In 1855, Nathaniel Hawthorne wrote a letter to his publisher in response to the overwhelming success of female writers at the time. Novels such as Susan Warner’s The Wide, Wide World (1849), Harriet Beecher Stowe’s Uncle Tom’s Cabin (1852) and Ruth Hall: A Domestic Tale of the Present Time (1854) by Sara Payson Willis Parton (aka Fanny Fern) were dominating the era both in terms of critical acclaim and sales. His envy overwhelming him, Hawthorne told William Ticknor: “America is now wholly given over to a d[amne]d mob of scribbling women, and I should have no chance of success while the public is occupied with their trash.” Having genuinely appreciated Susan Warner’s novel for its stylistic innovations, he goes on to say: “This woman writes as if the devil was in her; and that is the only condition under which a woman ever writes anything worth reading…Generally, women write like emasculated men, and are only to be distinguished from male authors by greater feebleness and folly.”
This anecdote appears in Philip Gura’s astonishing, extraordinary book Truth’s Ragged Edge: The Rise of the American Novel. It is a seminal work of literary history and criticism, and revolutionary in its organic inclusion of women and African Americans.
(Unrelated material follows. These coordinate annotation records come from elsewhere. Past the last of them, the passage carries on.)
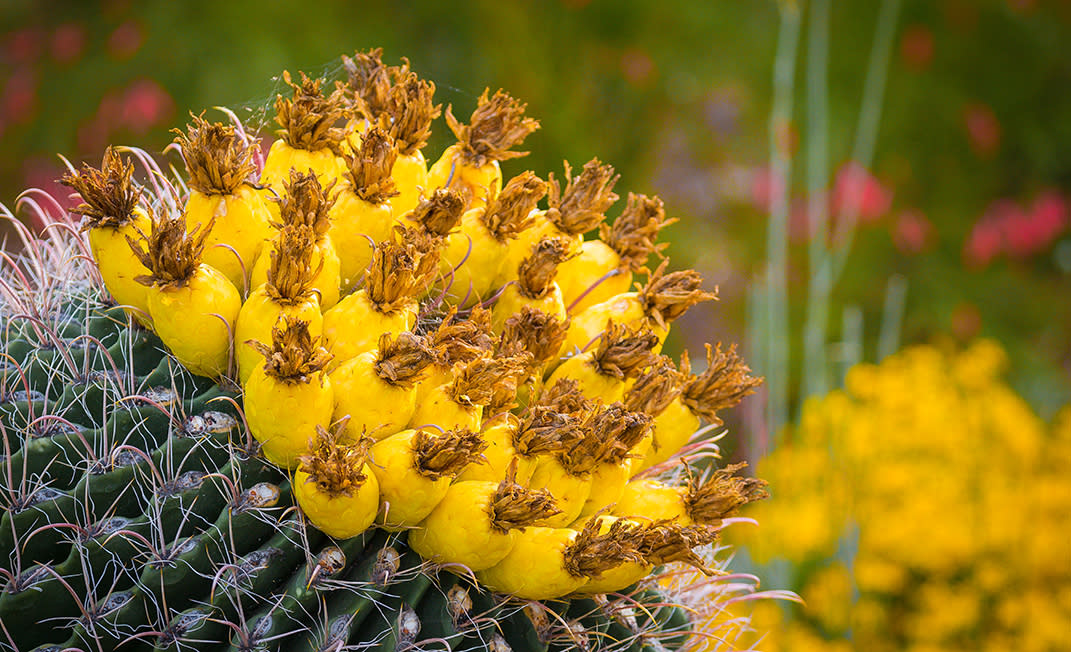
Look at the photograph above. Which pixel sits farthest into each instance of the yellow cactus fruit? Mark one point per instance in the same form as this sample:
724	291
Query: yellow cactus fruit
305	205
658	304
476	522
220	163
362	215
308	138
288	291
111	215
386	304
604	268
334	486
193	306
377	390
415	469
288	395
534	286
581	208
471	166
473	256
546	563
622	353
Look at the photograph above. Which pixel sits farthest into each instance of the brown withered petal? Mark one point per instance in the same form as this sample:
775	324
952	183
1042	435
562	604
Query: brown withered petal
108	195
308	119
217	160
725	382
497	124
583	205
335	467
635	230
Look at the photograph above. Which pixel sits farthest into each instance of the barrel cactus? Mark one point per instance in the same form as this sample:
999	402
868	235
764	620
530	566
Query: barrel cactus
334	397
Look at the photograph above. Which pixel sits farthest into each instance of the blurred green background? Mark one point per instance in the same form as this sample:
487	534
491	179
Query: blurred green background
966	203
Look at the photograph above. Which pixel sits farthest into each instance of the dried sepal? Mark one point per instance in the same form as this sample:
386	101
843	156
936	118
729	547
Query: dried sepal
217	161
509	212
708	501
666	297
108	195
496	125
623	352
440	213
295	357
410	108
655	388
170	252
308	119
305	201
514	506
537	272
536	332
445	455
583	205
725	382
290	272
368	169
593	551
402	361
334	466
634	232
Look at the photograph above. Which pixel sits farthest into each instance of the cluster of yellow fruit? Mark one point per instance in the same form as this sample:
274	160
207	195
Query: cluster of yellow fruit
924	508
426	348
Gura’s study is a thorough, fascinating, and gratifying survey of American fiction from its beginnings to the late nineteenth century — and how that fiction reflected the developing American character. His work compellingly examines the effects of liberalism and capitalism on fiction, contemplates how Americans have perceived the function and object of literature, and interrogates the effects of fiction on society and vice versa. He traces the development of the American character, both fictional and real, from its Puritan beginnings when Americans defined themselves in relation to God and religious scripture to their mid-century obsession with self-examination and human motivations to the post Civil-War American who was more likely to turn to science than scripture for answers and who was deeply concerned over an entrenched individualism to the sacrifice of civic duty and society’s greater good.
Over the course of his book, Gura recovers an astounding number of female novelists, many successful, influential, and popular in their own time, who have since been marginalized to oblivion. By integrating these women’s biographies along with analyses of their novels so plentifully and seamlessly into his book, Gura shows us what the future of scholarship could look like, providing a glimpse of when “women’s studies” as a corrective to centuries of female exclusion from the canon will become obsolete. For Gura, American writers in possession of a vagina or dark skin are inherent to the definition of an American writer. This, alas, is decidedly not true for the Hawthorne-types who continue to prevail over our literature and history, lately exemplified by the editors of Wikipedia who have been systematically removing women writers from their “American Writers” category and placing them in the subcategory “American Women Writers;” and similarly for African-American writers.
Gura provides a fresh look at the Great Male Writers of the period and introduces lesser-known male authors deserving of greater recognition. But the Bombshell will stick to her bias and address here a sampling of the women Gura has unearthed. I do hope and expect we’ll be seeing many of these women’s novels reprinted by the growing crop of excellent small presses devoted to salvaging our literary past.